Returning home with a new outlook
I returned home, armed with my new empowered outlook. No more blaming others for my difficulties—I’d started taking responsibility for my own happiness. Whenever I had a thought that I recognized as destructive, I actively exchanged it for a constructive one.
For example, driving my three kids to activities every afternoon would always put me in a bad mood. I would think, “Here we go again. Driving all afternoon with no time for anything else. I hate it.” I exchanged that for, “I’m so thankful that I can take the time to drive my kids where they need to go. What a blessing to be able to make it possible for them and see their joy.”
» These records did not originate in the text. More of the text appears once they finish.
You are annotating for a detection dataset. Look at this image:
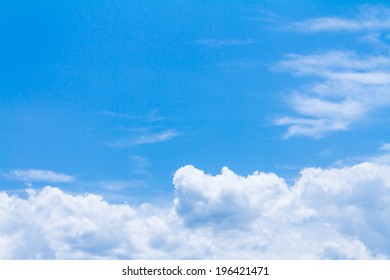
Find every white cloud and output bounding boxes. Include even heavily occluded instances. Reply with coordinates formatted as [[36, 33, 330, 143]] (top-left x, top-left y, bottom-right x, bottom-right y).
[[0, 163, 390, 259], [291, 6, 390, 32], [274, 51, 390, 138], [196, 38, 255, 47], [5, 169, 75, 183], [109, 129, 179, 148]]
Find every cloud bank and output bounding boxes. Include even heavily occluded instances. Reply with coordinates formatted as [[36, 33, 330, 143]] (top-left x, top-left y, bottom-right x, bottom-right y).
[[0, 163, 390, 259]]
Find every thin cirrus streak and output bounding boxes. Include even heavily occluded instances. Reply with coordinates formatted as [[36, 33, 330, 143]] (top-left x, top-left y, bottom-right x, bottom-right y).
[[274, 51, 390, 138], [108, 129, 179, 148], [290, 6, 390, 32], [4, 169, 75, 183], [0, 162, 390, 259]]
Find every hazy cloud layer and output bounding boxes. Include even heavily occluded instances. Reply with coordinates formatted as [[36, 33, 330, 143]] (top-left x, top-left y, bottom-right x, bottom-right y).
[[0, 163, 390, 259], [274, 51, 390, 138], [4, 169, 75, 183], [291, 5, 390, 32]]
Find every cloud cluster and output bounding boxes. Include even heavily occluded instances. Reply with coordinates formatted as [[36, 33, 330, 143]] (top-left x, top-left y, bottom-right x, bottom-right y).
[[291, 5, 390, 32], [274, 6, 390, 138], [0, 163, 390, 259], [3, 169, 75, 183]]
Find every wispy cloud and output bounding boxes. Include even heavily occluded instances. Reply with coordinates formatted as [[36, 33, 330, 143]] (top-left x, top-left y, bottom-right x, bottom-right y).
[[0, 162, 390, 259], [4, 169, 75, 183], [109, 129, 179, 148], [274, 51, 390, 138], [88, 180, 146, 192], [291, 6, 390, 32], [130, 155, 149, 175], [196, 38, 255, 47], [101, 110, 164, 122]]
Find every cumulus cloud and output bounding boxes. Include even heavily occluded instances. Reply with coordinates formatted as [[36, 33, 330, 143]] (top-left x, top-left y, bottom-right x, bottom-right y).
[[0, 163, 390, 259], [109, 129, 179, 148], [274, 51, 390, 138], [4, 169, 75, 183]]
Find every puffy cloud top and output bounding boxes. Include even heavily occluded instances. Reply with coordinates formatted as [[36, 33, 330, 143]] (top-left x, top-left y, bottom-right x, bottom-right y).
[[0, 163, 390, 259]]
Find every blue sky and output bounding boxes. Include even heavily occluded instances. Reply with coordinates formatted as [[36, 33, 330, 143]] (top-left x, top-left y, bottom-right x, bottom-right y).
[[0, 0, 390, 258]]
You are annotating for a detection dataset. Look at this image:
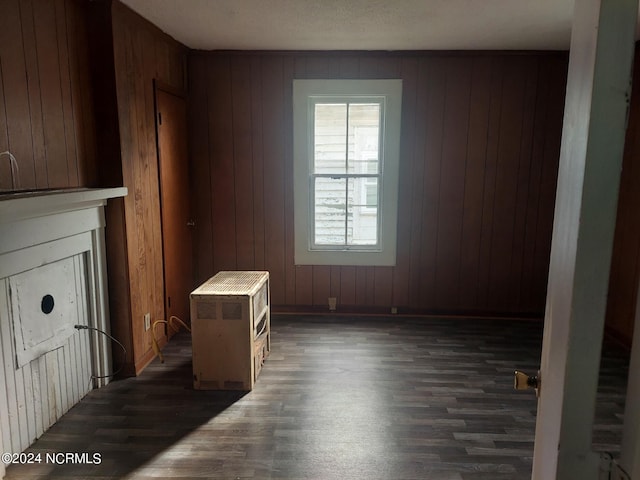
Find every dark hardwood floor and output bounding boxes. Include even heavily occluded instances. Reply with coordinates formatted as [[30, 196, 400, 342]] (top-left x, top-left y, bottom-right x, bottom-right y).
[[6, 315, 628, 480]]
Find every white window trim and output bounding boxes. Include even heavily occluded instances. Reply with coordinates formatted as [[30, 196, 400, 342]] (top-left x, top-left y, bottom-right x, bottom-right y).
[[293, 79, 402, 266]]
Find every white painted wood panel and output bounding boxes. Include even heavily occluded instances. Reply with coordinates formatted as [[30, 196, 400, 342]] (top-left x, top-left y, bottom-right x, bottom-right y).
[[0, 188, 126, 478]]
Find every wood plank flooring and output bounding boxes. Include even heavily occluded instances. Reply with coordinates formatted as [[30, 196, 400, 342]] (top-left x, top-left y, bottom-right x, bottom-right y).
[[6, 315, 628, 480]]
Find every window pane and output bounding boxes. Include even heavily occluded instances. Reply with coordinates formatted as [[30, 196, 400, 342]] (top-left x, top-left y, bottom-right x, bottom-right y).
[[313, 103, 347, 173], [347, 177, 378, 245], [314, 178, 347, 245], [348, 103, 380, 174]]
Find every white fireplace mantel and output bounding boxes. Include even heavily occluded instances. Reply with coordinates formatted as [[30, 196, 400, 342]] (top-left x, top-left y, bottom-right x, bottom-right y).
[[0, 187, 127, 478]]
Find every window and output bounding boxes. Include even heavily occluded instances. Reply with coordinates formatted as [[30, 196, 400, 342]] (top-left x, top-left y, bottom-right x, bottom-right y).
[[293, 80, 402, 265]]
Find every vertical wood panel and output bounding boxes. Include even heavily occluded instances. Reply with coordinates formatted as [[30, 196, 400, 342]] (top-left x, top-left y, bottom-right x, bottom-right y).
[[607, 47, 640, 346], [109, 2, 189, 372], [209, 56, 241, 272], [262, 56, 288, 305], [460, 58, 492, 309], [419, 58, 446, 308], [477, 57, 504, 309], [251, 56, 268, 270], [0, 0, 96, 190], [231, 57, 255, 270], [435, 58, 472, 306], [189, 56, 215, 284]]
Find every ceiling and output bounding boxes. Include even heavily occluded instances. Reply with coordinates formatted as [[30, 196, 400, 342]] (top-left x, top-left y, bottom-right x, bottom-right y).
[[116, 0, 574, 50]]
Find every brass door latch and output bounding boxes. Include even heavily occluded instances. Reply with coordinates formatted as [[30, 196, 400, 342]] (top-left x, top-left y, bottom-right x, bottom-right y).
[[513, 370, 540, 397]]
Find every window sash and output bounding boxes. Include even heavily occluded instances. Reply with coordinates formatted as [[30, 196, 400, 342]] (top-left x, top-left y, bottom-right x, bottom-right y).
[[308, 100, 385, 251]]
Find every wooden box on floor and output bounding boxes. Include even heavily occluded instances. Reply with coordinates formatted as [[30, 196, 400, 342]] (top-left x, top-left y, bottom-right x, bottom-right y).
[[190, 271, 271, 391]]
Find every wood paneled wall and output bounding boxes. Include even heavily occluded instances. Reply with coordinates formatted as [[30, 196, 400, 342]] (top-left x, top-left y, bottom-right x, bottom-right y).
[[0, 0, 96, 190], [106, 1, 188, 373], [606, 46, 640, 346], [189, 52, 568, 315]]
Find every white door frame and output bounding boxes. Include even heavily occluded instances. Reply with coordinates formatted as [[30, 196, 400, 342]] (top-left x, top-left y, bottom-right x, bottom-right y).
[[532, 0, 638, 480]]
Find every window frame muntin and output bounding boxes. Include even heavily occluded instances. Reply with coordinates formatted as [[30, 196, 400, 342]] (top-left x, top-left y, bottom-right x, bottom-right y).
[[293, 79, 402, 266]]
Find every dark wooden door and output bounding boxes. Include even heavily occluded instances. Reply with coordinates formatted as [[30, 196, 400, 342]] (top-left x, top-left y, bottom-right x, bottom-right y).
[[156, 85, 193, 328]]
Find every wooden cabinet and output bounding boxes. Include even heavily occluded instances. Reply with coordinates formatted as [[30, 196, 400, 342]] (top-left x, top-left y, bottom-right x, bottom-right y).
[[190, 271, 271, 391]]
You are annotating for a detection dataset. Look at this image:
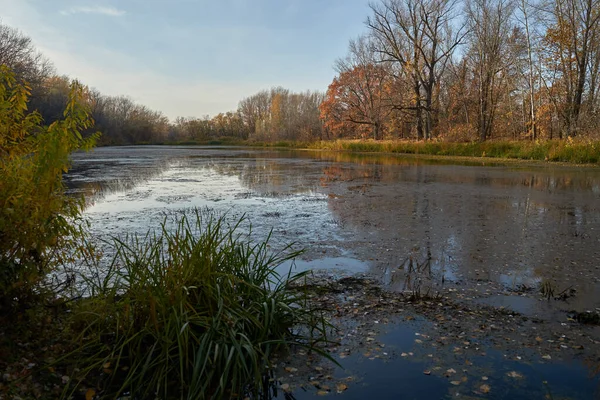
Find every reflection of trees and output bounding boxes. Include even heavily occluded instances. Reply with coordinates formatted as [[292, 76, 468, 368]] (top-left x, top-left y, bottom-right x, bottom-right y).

Making this change took constant attention at first, but it got easier after about a week. And after a month or two, I noticed that the majority of my thoughts were constructive. And the benefits were amazing. My feelings changed from resistance, impatience, and irritability to awareness and appreciation. It made me more courageous, more tolerant, and more able to see the beauty in everything I experienced.
Another strategy I used was making a list of all my fears. Once I did that, it was time to face each fear. If any of them appeared in my daily life—say, if I felt like I was in the wrong for no reason—I did not back away but addressed it immediately. I knew that these were the things that were holding me back, and I had no excuse but to face them.
Courtesy Erika Kind
Uncovering a new purpose in life
Today, I feel that I have laid a foundation for happiness as a natural state of being. I still experience sadness and frustration, but I don’t let those emotions control me anymore. My fears now provide an opportunity for growth. They show me that I am standing at the door of another breakthrough, and I can’t get enough of those breakthrough moments.
Looking back, that’s how I see my past experiences as well. I don’t blame my father for the way he was—he was overwhelmed and shaped by his own difficult youth. He wasn’t a bad person by any means; if you needed him, you could rely on him 100 percent. He did what he thought was right and probably wasn’t aware of how it was making me feel. The experience was a necessary part of my journey to seeing myself more clearly.
I’ve also uncovered a new purpose: to share what I experienced in the hope that others may be inspired to change their lives for the better. I’ve written five books, including I’m Free: Awareness of Who You Are by Discovering Who You Are Not, given lectures, seminars, and workshops, and founded a therapy practice. I have also participated in book signings, which has given so much meaning to my life.
I was unhappy, but I was able to change my mindset. We are not will-less victims to be programmed by those around us. We are the programmers of ourselves!